Well I slept with ex last night.. he came to be there in morning for kids but the inevitable happened. Just a combo of Christmas and him getting his new house which spiralled me. He was meant to be coming back this evening but I put a stop to it and have drawn a line as otherwise my head will get mashed. My head is mashed. Worst time of the year for a seperation for sure. Hope you're all ok and roll on the new year😃

Emptyinsidetothecore · 25/12/2022 22:45

ThePredictableScript · 25/12/2022 22:15

Well I slept with ex last night.. he came to be there in morning for kids but the inevitable happened. Just a combo of Christmas and him getting his new house which spiralled me. He was meant to be coming back this evening but I put a stop to it and have drawn a line as otherwise my head will get mashed. My head is mashed. Worst time of the year for a seperation for sure. Hope you're all ok and roll on the new year😃

Oh no that’s not good. I hope you’re ok. How was he afterwards?

The line “having his cake and eating it” comes to mind. He’s left but you’re giving him what he wants without any of the responsibility of being a husband / dad etc don’t give him that gift.

Unless this is a reconciliation, it isn’t a good idea to do it again.

big hugs 💐💐

threeandmeandthedog · 26/12/2022 14:56

This has been such a hard few days. Xmas at mine with kids, STBEXH , his brother and all the cousins. The kids had a good day and it was amicable between us. But I just sobbed and sobbed when I went to bed. The DC have gone to him for the rest of the week now and I just hate being in this empty house without them. I feel drained and sad. This is not the life I imagined after 17 years together. I do not want to be apart from my children. Even though they are teens and do their own thing I miss thier presence.

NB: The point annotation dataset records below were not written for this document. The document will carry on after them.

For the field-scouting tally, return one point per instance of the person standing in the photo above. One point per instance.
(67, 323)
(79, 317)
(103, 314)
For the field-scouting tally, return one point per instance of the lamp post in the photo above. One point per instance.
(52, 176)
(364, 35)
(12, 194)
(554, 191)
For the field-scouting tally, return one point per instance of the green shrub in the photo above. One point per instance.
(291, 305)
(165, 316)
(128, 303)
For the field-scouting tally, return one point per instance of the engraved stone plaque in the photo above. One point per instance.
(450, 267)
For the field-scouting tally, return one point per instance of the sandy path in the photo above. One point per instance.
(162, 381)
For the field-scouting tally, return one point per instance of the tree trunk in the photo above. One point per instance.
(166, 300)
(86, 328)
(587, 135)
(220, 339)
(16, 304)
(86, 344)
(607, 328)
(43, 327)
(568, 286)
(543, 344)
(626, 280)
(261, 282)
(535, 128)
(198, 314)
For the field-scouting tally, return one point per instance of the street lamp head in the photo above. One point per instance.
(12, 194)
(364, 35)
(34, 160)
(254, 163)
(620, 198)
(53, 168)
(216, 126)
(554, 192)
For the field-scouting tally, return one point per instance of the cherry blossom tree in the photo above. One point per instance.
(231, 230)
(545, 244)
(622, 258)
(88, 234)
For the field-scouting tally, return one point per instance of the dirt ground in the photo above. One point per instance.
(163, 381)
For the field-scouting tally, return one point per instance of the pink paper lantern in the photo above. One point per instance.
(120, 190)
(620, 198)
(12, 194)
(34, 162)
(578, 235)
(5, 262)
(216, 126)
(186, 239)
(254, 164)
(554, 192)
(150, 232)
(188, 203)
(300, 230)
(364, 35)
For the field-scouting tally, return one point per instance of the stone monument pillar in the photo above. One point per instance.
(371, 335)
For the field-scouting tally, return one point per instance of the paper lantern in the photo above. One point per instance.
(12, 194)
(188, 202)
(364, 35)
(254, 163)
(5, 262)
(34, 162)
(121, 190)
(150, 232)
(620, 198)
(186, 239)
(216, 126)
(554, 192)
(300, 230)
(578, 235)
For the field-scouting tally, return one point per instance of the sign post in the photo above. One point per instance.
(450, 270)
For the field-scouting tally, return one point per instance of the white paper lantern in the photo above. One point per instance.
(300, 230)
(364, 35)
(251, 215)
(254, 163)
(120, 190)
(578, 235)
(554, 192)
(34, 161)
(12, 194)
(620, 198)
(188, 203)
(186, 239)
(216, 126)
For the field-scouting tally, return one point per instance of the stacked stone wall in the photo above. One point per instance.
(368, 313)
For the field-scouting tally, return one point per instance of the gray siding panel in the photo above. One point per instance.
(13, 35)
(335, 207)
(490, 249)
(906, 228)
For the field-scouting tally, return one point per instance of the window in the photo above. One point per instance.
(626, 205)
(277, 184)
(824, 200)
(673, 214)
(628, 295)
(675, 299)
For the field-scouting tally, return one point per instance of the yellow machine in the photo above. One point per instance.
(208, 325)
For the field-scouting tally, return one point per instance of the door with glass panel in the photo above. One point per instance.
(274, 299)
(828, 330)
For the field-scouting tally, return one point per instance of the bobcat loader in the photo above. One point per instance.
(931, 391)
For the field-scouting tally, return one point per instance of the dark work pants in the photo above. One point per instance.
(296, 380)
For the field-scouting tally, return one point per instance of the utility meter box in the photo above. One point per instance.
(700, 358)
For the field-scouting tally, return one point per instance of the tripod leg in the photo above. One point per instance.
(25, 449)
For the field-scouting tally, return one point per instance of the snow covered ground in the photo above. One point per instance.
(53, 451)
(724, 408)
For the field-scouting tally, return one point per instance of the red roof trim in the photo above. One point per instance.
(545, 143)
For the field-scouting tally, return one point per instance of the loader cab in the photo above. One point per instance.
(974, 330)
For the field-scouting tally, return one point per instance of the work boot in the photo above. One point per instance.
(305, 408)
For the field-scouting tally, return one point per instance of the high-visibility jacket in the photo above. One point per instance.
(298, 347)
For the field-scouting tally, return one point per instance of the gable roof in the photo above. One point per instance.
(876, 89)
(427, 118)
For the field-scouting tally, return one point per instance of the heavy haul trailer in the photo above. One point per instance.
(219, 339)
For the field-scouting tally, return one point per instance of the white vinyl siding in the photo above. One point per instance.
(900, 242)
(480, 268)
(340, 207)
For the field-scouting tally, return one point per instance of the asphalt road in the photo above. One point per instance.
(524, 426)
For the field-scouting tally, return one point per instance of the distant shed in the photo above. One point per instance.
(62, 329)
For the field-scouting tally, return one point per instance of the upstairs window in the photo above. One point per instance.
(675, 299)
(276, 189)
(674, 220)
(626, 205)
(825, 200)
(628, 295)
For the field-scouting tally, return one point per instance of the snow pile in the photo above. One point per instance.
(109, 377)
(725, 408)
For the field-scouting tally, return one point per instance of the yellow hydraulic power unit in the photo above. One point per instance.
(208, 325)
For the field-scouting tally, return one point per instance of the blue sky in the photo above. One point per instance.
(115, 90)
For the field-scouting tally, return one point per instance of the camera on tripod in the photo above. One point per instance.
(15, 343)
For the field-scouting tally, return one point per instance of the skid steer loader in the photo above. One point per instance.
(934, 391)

@Emptyinsidetothecore my friends have said similar so I am hopeful for a positive future. I know things will get better.

it really hit me yesterday how much everything has changed, that all the routines of our lives, holidays, birthdays, they will all look different now. This really feels overwhelming at times. I just need to remember change is always unsettling and often things change for the better.

There is no way I would want to get back with H but it is hard to let go of a life you’ve built together. Especially when moments of Xmas felt normal and then I had to remember the reality.

I hope everyone is managing to feel some peace and have some calm and happy moments amoungst the difficult ones. 🍷 🍫 📺 💐

threeandmeandthedog · 26/12/2022 14:57

@ThePredictableScript I hope you are ok- that sounds really hard. Sounds like you are looking after yourself and putting clear boundaries up. Keep on keeping on

Emptyinsidetothecore · 26/12/2022 15:10

I’ve sobbed today @threeandmeandthedog as DC also gone to their dad. The future is going to be so different. As you say, birthdays, holidays and school events. I don’t want any of this.

I feel so lonely today and despite lots of friends and family, I don’t want to socialise nor do I want to put my depressive state on to them. I went for a walk which I love, but I just felt so unhappy seeing so many families out and about.

I am curled up on the sofa, watching Spooks box set, and feeling sorry for myself.

threeandmeandthedog · 26/12/2022 15:38

@Emptyinsidetothecore I think it’s probably a good thing to have a good sob- it let’s it all out and helps process things.

I have been invited to friends and am really not in the mood but might force myself just to get out of the house. At the same time I also want to learn to feel ok and comfortable with being home alone. One step at a time though. Hope you feel a bit better and Spooks provides a good distraction.

Always4Brenner · 26/12/2022 15:52

Hugs all of you suffering I did my suffering last year and before that so this year for me has been fantastic but my heart aches for all of you in sad places missing children. May we get through these last days of 2022 together onwards into a new year.

sweatervest · 26/12/2022 16:16

I've only just got up. Haven't eaten all day and am just feeling awful that my kids see me in this state.
They have a much better time with their dad at Christmas and that breaks me every year.

But hooray that this shitty (for me and lots of everyone else in this thread) year is nearly over.